Airports in the Middle East will need to invest $151 billion in capacity expansion as travel demand is set to surge over the next several years.
The global air passenger demand is expected to increase more than two-fold over the next 20 years, from 9.2 billion passengers in 2019 to around 19 billion in 2040, according to ACI, an international body of airport operators.

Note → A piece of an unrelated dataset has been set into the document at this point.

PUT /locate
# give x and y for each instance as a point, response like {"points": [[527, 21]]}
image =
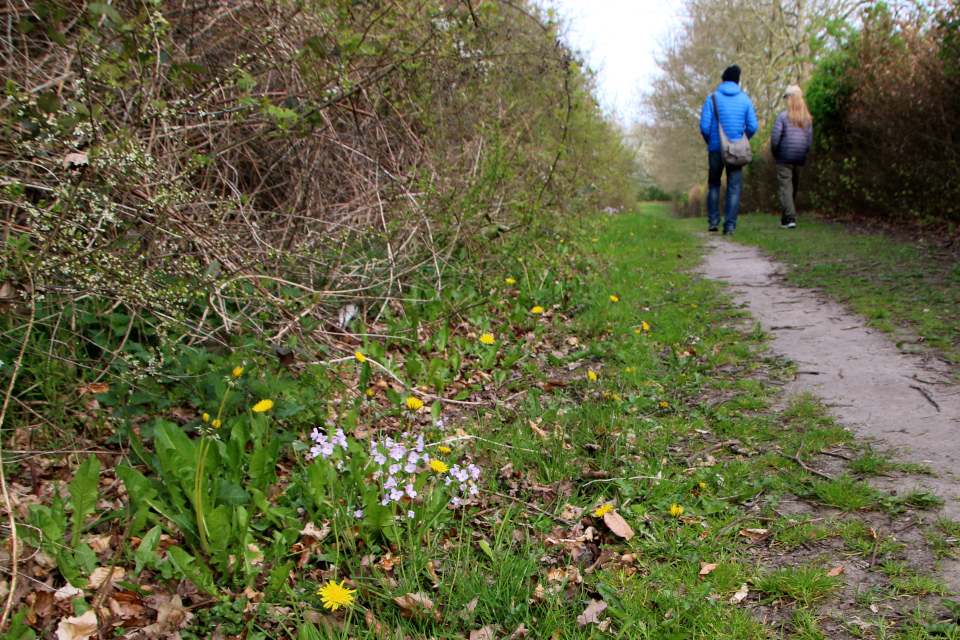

The Middle East, including Asia Pacific, will see passengers growing to around 11 billion by 2040, representing 58% of the global volumes, so there is a need to expand airport capacity.
“This necessitates an investment totalling $2.4 trillion for [Middle East and Asia-Pacific] airports until 2040 to accommodate this growth,” ACI said on Thursday.
Failure to expand airport capacity will be costly, ACI said. It said that for each one million annual passengers foregone due to lack of airport capacity in 2040, an average of 10,500 jobs will be lost and the gross domestic product (GDP) will drop by $346 million.
The aviation industry continues to recover from the COVID-19 slump despite ongoing global headwinds and geopolitical instability. Passenger demand has been rising since the lifting of travel restrictions.
However, the war in Ukraine, rising oil prices and inflationary pressures are still “casting a shadow on the overall recovery of the industry”, according to ACI.
“The consistent improvement in passenger volumes… is a positive indication of a sustained recovery of the industry following prolonged efforts towards rebuilding passenger confidence in air travel,” said Stefano Baronci, Director General of ACIA Asia-Pacific.
There have been plans to build new airports from scratch to accommodate growing passenger volumes. Around the world, around 300 new airports have been proposed.
Out of the planned airports, 57% are in Asia Pacific alone, while South Asia accounts for 18%, Southeast Asia 17% and Emerging East Asia 12%, according to ACI.